Rikugien Gardens, an Edo-period, landscaped, strolling garden, was created in the early 18th century by Yanagisawa Yoshiyasu, an associate of the shogun of the day, Tokugawa Tsunayoshi. The name refers to the "Six Principles or Categories" (六義) of classical Chinese and Chinese-influenced, Japanese poetry.
The garden later became the property of Iwasaki Yatoro, the founder of the Mitsubishi group, a Meiji-era business tycoon who also owned the Kyu-Iwasaki-tei house and gardens in Tokyo designed by British architect Josiah Conder. Rikugien was donated to the city of Tokyo in 1953.
The layout of the strolling gardens, with a 35m high "mountain", pond, teahouses, stone lanterns and bridges are based on the theme of Waka (和歌 lit. "Japanese" + "song") poetry. 88 scenes from famous poems are recreated in the gardens and stone markers (sekichu) indicate these special views. 32 of the original 88 markers still remain.
Rikugien has some areas of dense wood and the strolling gardens are noted for their cherry blossom and maple leaves in spring and autumn.
The centerpiece of the garden is the pond. Imo-yama and Se-yama are two hills on Naka-no-shima - a small island in the water and represent the mythical, male and female deities Izanagi and Izanami. Look out for garyu-seki a half-submerged rock in the lake representing a sleeping dragon and horaijima a small islet represented by rocks.
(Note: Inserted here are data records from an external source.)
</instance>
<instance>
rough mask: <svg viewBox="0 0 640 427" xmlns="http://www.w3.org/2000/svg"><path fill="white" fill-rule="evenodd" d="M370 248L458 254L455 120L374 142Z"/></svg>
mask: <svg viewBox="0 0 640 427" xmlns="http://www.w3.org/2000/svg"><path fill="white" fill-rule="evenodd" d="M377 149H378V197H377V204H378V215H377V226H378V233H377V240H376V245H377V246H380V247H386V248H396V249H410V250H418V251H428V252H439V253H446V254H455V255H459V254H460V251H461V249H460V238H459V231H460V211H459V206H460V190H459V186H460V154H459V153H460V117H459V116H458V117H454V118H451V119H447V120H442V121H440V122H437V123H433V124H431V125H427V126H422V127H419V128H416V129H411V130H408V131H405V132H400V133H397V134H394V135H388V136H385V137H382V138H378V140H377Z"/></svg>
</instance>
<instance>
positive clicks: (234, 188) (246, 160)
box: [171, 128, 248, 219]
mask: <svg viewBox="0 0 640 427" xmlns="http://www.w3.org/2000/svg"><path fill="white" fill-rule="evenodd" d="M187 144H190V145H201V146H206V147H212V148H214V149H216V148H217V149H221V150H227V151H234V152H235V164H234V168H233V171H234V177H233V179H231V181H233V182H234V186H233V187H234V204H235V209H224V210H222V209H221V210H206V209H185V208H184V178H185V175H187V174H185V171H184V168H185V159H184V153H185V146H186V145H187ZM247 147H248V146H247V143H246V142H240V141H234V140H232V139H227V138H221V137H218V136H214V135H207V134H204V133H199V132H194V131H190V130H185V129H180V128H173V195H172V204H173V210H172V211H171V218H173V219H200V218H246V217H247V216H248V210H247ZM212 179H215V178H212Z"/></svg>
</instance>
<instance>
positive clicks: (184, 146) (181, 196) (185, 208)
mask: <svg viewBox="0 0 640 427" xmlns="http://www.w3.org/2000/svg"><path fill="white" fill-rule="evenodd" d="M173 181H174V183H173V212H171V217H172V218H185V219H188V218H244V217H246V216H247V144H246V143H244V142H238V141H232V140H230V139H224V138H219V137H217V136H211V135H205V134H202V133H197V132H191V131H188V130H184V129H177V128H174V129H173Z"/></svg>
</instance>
Rikugien Gardens, Bunkyo-ku, Tokyo 113-0021
Tel: 03 3941 2222
Admission: 300 yen
Less than 10 minutes walk from Komagome Station on the JR Yamanote Line and Tokyo Subway Namboku Line.
Around 10 minutes on foot north east from Sengoku Station on the Toei Mita Line.
From Kyu-Furukawa Gardens walk down Hongo Dori for about 15-20 minutes.